There is something particularly disconcerting about how quickly business is espousing the virtues (and returns) of “big data”, or more specifically, how hard data with its algorithm-based approach is being used to simulate, predict and trend human behaviour. Without allowances for context, or complimentary qualitative data, this rigid statistical approach to marketing and business development is a train wreck waiting to happen.

Not to throw the baby out with the bathwater, a big data approach – where everything is measured – is appropriate, but must for the sake of sanity and causal analysis, includes soft data sources like ethnography, cultural analytics and, anthropology.

In the field of marketing and media, where behaviours and consumer cultures are rapidly changing, these social sciences have an even greater role to play. The need for perspective in the context of media buying, consumer segmentation, customer communications and content development requires a ’softer’ side. On its own, a hard numbers game can’t deliver the insights to optimise current audience knowledge.

Values, life themes, brand communities (see Apple), even sub-cultures of consumption (see Harley Davidson), have as much legitimacy in audience selection and valuation as do TARPS, page views, CUME, frequency and unique users. Compounding the problem are antiquated segmentation processes based on socio-economic variables or postcodes which are increasingly seen as a blunt method of approaching the ‘mindset’ or culture of particular consumer groups.

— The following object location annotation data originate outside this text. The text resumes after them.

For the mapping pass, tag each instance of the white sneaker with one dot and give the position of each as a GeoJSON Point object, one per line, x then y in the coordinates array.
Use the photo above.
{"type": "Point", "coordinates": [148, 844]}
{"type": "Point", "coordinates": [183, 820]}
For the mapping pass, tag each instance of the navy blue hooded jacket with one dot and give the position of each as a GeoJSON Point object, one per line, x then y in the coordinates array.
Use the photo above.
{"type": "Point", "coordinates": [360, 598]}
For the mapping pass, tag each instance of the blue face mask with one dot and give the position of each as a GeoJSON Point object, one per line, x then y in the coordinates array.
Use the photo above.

Take for example a potential media buy with newspapers like The Australian or the Sydney Morning Herald. How many advertisers, let alone their agencies, would consider the paper’s respective tone, editorial line and general content priorities before executing a creative response? Is readership culture defined and quantified before or alongside readership and circulation? Not likely.

In 2009 a group of leading media and agency groups formed the “The Coalition for Innovative Media Measurement (CIMM)”. Members included the likes of Disney, News Corp, Starcom MediaVest Group, WPP, Time Warner  and NBC Universal. The CIMM was an act of frustration at the lack of innovation in audience measurement, especially in digital media, and by extension, cross-media measurement.

There can be no greater example of innovation than a consistent approach to the ‘fusion’ of culture and value profiles with hard audience data.